Let $(\Omega, \mathcal{F},P)$ be a probability space and $\mathcal{G}$ a sub-$\sigma$-algebra of $\mathcal{F}$. Let $X$ be an integrable random variable such that $E(X|\mathcal{G})\le X$ a.s. Show that $X=E(X|\mathcal{G})$ a.s.

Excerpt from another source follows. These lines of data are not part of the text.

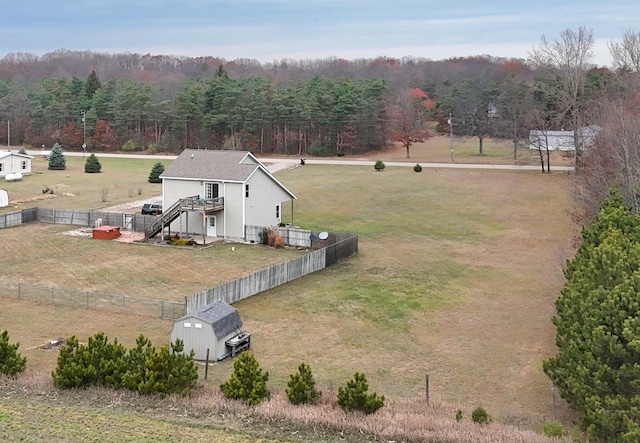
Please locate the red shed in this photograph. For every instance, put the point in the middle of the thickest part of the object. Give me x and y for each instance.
(106, 232)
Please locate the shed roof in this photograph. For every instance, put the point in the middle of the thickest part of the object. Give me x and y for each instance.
(223, 317)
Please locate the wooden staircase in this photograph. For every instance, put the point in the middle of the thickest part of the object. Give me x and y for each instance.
(164, 220)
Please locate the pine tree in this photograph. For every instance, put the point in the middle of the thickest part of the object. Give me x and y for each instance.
(247, 382)
(354, 396)
(92, 84)
(156, 171)
(57, 161)
(11, 362)
(596, 369)
(92, 165)
(302, 386)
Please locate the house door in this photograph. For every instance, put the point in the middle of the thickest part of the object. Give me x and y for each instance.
(211, 226)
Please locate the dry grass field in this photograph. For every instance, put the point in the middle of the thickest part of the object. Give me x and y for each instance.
(456, 277)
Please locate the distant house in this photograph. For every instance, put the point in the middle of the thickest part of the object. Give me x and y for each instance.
(14, 163)
(213, 332)
(562, 140)
(219, 193)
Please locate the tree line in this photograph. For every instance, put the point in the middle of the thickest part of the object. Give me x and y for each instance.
(322, 107)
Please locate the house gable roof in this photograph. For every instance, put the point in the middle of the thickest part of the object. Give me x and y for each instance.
(4, 154)
(223, 318)
(229, 166)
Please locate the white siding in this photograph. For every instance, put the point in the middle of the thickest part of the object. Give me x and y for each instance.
(233, 200)
(264, 196)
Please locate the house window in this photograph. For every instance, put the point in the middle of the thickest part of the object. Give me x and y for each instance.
(211, 190)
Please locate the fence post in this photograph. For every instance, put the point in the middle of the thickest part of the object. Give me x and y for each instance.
(427, 387)
(206, 365)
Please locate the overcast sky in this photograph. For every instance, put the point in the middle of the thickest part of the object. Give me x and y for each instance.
(272, 30)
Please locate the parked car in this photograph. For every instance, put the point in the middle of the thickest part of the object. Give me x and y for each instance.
(152, 208)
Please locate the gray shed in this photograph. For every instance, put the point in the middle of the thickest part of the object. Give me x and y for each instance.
(216, 327)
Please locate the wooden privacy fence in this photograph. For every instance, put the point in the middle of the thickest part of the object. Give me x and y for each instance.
(93, 300)
(345, 245)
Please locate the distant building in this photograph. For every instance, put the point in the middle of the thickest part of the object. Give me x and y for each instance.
(562, 140)
(14, 163)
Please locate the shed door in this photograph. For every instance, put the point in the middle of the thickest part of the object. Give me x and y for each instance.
(211, 226)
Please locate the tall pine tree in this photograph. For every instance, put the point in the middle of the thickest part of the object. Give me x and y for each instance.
(597, 368)
(57, 161)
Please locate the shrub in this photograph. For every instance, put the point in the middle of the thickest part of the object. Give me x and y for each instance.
(302, 386)
(264, 236)
(143, 369)
(154, 175)
(96, 363)
(354, 396)
(275, 238)
(92, 165)
(57, 161)
(553, 428)
(480, 416)
(317, 149)
(160, 371)
(247, 382)
(278, 243)
(11, 362)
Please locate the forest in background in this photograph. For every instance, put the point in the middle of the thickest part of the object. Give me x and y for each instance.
(133, 102)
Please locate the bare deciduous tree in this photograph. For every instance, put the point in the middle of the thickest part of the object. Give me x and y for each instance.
(626, 53)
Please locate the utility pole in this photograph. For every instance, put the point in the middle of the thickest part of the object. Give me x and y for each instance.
(84, 133)
(450, 121)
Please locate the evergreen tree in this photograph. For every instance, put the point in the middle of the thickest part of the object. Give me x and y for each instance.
(92, 84)
(597, 318)
(247, 382)
(11, 362)
(92, 165)
(302, 386)
(354, 396)
(156, 171)
(57, 161)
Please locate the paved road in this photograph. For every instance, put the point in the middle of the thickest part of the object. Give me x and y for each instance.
(275, 164)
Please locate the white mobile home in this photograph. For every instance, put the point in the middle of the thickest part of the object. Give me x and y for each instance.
(14, 163)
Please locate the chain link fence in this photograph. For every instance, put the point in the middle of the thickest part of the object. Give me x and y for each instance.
(148, 307)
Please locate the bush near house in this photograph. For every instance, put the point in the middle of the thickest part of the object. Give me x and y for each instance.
(247, 381)
(11, 363)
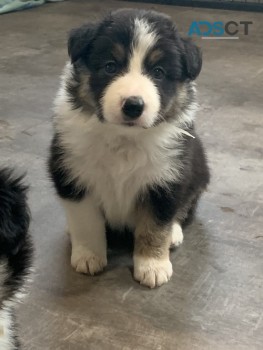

I think that I have overthought myself into a circle on this one. I know that:
\begin{equation*}
\text{If $X$ and $Y$ are integrable r.v.'s then:}\,\, X=Y \,\,\text{a.s.} \iff \int_{A}XdP=\int_AYdP \,\,\text{for all} \,\,A\in\mathcal{F}
\end{equation*}
and I know that:
\begin{align*}
\int_GXdP=\int_GE(X|\mathcal{G})dP \,\,\text{for all}\,\,G\in\mathcal{G}
\end{align*}
I know we need to be careful using these facts as $X\in\mathcal{F}$ whereas $E(X|\mathcal{G})\in\mathcal{G}$ but I don't see any way to connect these facts with the assumption that $E(X|\mathcal{G})\le X$ a.s., so any help here would be greatly appreciated.
Best Answer
Hint:
Note that $\int_\Omega (X-E[X|{\cal G}]) d \mu = 0$ and $X(\omega)-E[X|{\cal G}](\omega) \ge 0$ for ae. $\omega \in \Omega$.